Two of Australia’s biggest banks have agreed to pay a combined fine of 15 million Australian dollars (€10.5 million) after admitting to attempted cartel conduct aimed at rigging the benchmark rate for the Malaysian ringgit.
The Australian Competition and Consumer Commission (ACCC), Australia's competition watchdog, said on Friday that ANZ Bank had admitted to 10 instances of attempted cartel conduct, while Macquarie had admitted to eight instances in 2011.
The case involves a Macquarie trader, and traders employed by ANZ and other banks, who communicated via private online chat rooms about submissions made to the Association of Banks in Singapore (ABS) in relation to the benchmark rate of the Malaysian currency, the ACCC said.

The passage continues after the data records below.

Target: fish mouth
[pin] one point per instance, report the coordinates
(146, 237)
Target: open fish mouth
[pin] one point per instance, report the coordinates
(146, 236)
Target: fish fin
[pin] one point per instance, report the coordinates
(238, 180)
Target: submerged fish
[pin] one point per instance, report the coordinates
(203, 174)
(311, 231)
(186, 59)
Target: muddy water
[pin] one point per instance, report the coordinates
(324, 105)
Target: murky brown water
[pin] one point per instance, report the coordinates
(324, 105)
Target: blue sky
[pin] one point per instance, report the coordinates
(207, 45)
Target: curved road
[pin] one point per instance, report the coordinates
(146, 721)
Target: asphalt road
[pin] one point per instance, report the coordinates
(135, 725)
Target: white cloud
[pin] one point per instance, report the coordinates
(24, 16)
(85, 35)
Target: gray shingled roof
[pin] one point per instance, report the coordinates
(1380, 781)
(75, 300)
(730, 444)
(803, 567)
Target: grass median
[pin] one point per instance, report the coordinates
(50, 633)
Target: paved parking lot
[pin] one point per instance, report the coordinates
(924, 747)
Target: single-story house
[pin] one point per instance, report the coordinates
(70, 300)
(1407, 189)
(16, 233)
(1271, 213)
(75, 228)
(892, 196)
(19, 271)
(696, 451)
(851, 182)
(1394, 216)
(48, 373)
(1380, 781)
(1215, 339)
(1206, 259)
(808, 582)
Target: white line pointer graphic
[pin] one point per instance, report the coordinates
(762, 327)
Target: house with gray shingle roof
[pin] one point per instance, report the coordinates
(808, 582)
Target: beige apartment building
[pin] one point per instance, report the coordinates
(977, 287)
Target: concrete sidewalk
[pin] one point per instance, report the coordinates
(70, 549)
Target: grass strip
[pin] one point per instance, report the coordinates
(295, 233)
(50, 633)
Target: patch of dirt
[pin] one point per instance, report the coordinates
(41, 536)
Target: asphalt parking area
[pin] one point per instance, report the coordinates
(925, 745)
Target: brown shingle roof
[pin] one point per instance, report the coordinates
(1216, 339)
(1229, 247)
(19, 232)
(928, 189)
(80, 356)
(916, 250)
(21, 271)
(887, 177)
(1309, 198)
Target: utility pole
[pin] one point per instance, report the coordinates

On various dates in 2011, some of these traders attempted to arrange for particular banks to make high or low submissions to the ABS in relation to the fixing rate for the currency, the ACCC said.
"These proceedings are a reminder that Australian cartel laws apply to financial markets, and capture cartel conduct by firms that carry on business in Australia, regardless of where that conduct occurred," said Rod Sims, ACCC chairman.
“The ACCC recognises the integrity of foreign exchange markets plays a fundamental role in our market economy.”
The ACCC case stems from an earlier investigation by Singapore authorities in which 20 banks were disciplined. Singapore revealed in 2013 that 133 traders had attempted to manipulate three interest rate and foreign exchange benchmarks, including the Singapore interbank lending rate.